Although ML remained as the preferred training method for a long time. Recently, discriminative training techniques took over. It was demonstrated that they can lead to superior performance. However, this comes at the expense of a more complex training procedure.6 There are several discriminative training criteria such as Maximum Mutual Information (MMI), Minimum Classification Error (MCE), Minimum - Phone Error (MPE) and most recently Maximum Margin methods. All these different techniques share the idea of using the correct transcription and a set of competing hypotheses. They estimate the model parameters to “discriminate” the correct versus competing hypotheses. The competing hypotheses are usually obtained from a lattice which in turn requires the decoding of the training data. Model estimation is most widely done using the so-called extended Baum-Welch estimation (EBW).7
Recently, a better acoustic model was introduced that is a hybrid of HMM and Deep Neural Networks (DNN).
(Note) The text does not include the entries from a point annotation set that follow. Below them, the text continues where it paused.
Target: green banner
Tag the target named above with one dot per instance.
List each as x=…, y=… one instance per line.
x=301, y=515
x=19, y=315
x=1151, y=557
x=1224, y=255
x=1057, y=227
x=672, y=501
The Gaussian Mixtures Models (GMM) are replaced with neural networks with deep number of hidden layers as shown in Fig. 4.
Fig. 4.HMM-DNN Model.
The DNNs have a higher modeling capacity per parameter than GMMs and they also have a fairly efficient training procedure that combines unsupervised generative learning for feature discovery with a subsequent stage of supervised learning that fine tunes the features to optimize discrimination. The Context-Dependent (CD)-DNN-HMM hybrid model as shown in Ref. 8 has been successfully applied to large vocabulary speech recognition tasks and can cut word error rate by up to one third on the challenging conversational speech transcription tasks compared to the discriminatively trained conventional CD-GMM-HMM systems.
While the above summarizes how to train models, it remains to discuss the training data. Of course, using more data allows using larger and hence more accurate models leading to better performance. However, data collection and transcription is a tedious and costly process. For this reason, a technique called unsupervised or better lightly supervised training is becoming very popular. First, several hundred hours of speech are used to train a model. The model together with an appropriate confidence measure can then be used to automatically transcribe thousands of hours of data. The new data can then be used to train a larger model. All the above techniques (and more) are implemented in the so-cal...